Background: Sipuleucel-T (Provenge®, Dendreon Corporation) is a recently approved treatment for asymptomatic or minimally symptomatic metastatic castrate-resistant prostate cancer. This technology assessment is a systematic review of studies of the clinical outcomes of sipuleucel-T treatment. The review is organized by three Key Questions. These questions address the following: 1) the outcomes of sipuleucel-T for patients meeting the U.S. Food and Drug Administration (FDA)-labeled indications; 2) the outcomes of sipuleucel-T for patients not meeting the FDA-labeled indication (“off-label use”); and 3) adverse effects of sipuleucel-T treatment. Key Questions 1 and 2 also include subquestions to address possible interactions and mediators of the outcomes of sipuleucel-T treatment.

Methods: This assessment is based on an electronic search of the literature as follows:

1. MEDLINE® (inception [1948] through July 13, 2010)

2. EMBASE® (inception [1974] through July 13, 2010)

3. Cochrane Controlled Trials Register (no date restriction)

In addition, publicly available documents available from the FDA website and some other sources such as clinicaltrials.gov and conference abstract websites were examined for relevant studies. Studies were selected to address the three Key Questions identified for this technology assessment. We abstracted data from full-length randomized, controlled trials (RCTs) and case series studies that utilized sipuleucel-T treatment for patients with prostate cancer and reported at least one clinically relevant outcome of interest.

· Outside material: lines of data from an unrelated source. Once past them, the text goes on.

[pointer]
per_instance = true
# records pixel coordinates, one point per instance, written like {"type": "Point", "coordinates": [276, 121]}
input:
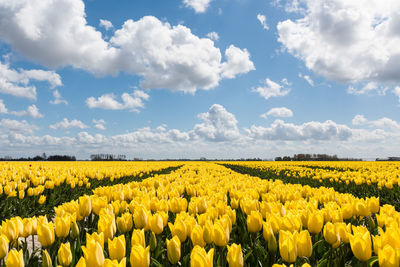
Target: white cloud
{"type": "Point", "coordinates": [368, 89]}
{"type": "Point", "coordinates": [99, 124]}
{"type": "Point", "coordinates": [346, 41]}
{"type": "Point", "coordinates": [238, 61]}
{"type": "Point", "coordinates": [66, 124]}
{"type": "Point", "coordinates": [131, 102]}
{"type": "Point", "coordinates": [280, 130]}
{"type": "Point", "coordinates": [14, 126]}
{"type": "Point", "coordinates": [278, 112]}
{"type": "Point", "coordinates": [31, 111]}
{"type": "Point", "coordinates": [18, 82]}
{"type": "Point", "coordinates": [218, 125]}
{"type": "Point", "coordinates": [199, 6]}
{"type": "Point", "coordinates": [213, 36]}
{"type": "Point", "coordinates": [58, 99]}
{"type": "Point", "coordinates": [106, 24]}
{"type": "Point", "coordinates": [56, 34]}
{"type": "Point", "coordinates": [272, 89]}
{"type": "Point", "coordinates": [396, 91]}
{"type": "Point", "coordinates": [307, 78]}
{"type": "Point", "coordinates": [359, 120]}
{"type": "Point", "coordinates": [382, 123]}
{"type": "Point", "coordinates": [263, 20]}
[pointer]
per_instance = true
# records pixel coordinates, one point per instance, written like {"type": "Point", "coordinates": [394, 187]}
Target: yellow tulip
{"type": "Point", "coordinates": [315, 222]}
{"type": "Point", "coordinates": [117, 248]}
{"type": "Point", "coordinates": [387, 257]}
{"type": "Point", "coordinates": [106, 225]}
{"type": "Point", "coordinates": [304, 244]}
{"type": "Point", "coordinates": [27, 226]}
{"type": "Point", "coordinates": [287, 246]}
{"type": "Point", "coordinates": [140, 256]}
{"type": "Point", "coordinates": [254, 222]}
{"type": "Point", "coordinates": [42, 199]}
{"type": "Point", "coordinates": [9, 229]}
{"type": "Point", "coordinates": [125, 222]}
{"type": "Point", "coordinates": [45, 232]}
{"type": "Point", "coordinates": [208, 232]}
{"type": "Point", "coordinates": [63, 225]}
{"type": "Point", "coordinates": [199, 257]}
{"type": "Point", "coordinates": [174, 249]}
{"type": "Point", "coordinates": [140, 217]}
{"type": "Point", "coordinates": [15, 259]}
{"type": "Point", "coordinates": [360, 244]}
{"type": "Point", "coordinates": [156, 224]}
{"type": "Point", "coordinates": [235, 255]}
{"type": "Point", "coordinates": [96, 237]}
{"type": "Point", "coordinates": [3, 246]}
{"type": "Point", "coordinates": [330, 235]}
{"type": "Point", "coordinates": [64, 254]}
{"type": "Point", "coordinates": [197, 236]}
{"type": "Point", "coordinates": [179, 229]}
{"type": "Point", "coordinates": [81, 262]}
{"type": "Point", "coordinates": [115, 263]}
{"type": "Point", "coordinates": [46, 260]}
{"type": "Point", "coordinates": [138, 238]}
{"type": "Point", "coordinates": [93, 254]}
{"type": "Point", "coordinates": [220, 235]}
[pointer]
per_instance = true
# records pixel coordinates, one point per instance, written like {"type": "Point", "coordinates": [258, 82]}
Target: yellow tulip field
{"type": "Point", "coordinates": [199, 214]}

The quality of included comparative studies was assessed using the general approach to grading evidence developed by the U.S. Preventive Services Task Force (USPSTF). The strength of the overall body of evidence was assessed using a framework developed by AHRQ for the EPC Methods Guide, based on a system developed by the GRADE Working Group.

Results: The electronic literature search yielded 47 records. Among those, 33 were excluded at initial title and abstract review and 14 were retrieved for full-text examination. Including documents retrieved from other sources, data were available from 10 nonoverlapping data sets. Data from three studies describing results of comparative studies were abstracted for studies examining the FDA-labeled indication. Data from seven studies describing results of any study design were abstracted for studies examining off-label indications. Data from a single analysis of pooled data from four comparative studies were abstracted for the analysis of adverse effects of sipuleucel-T.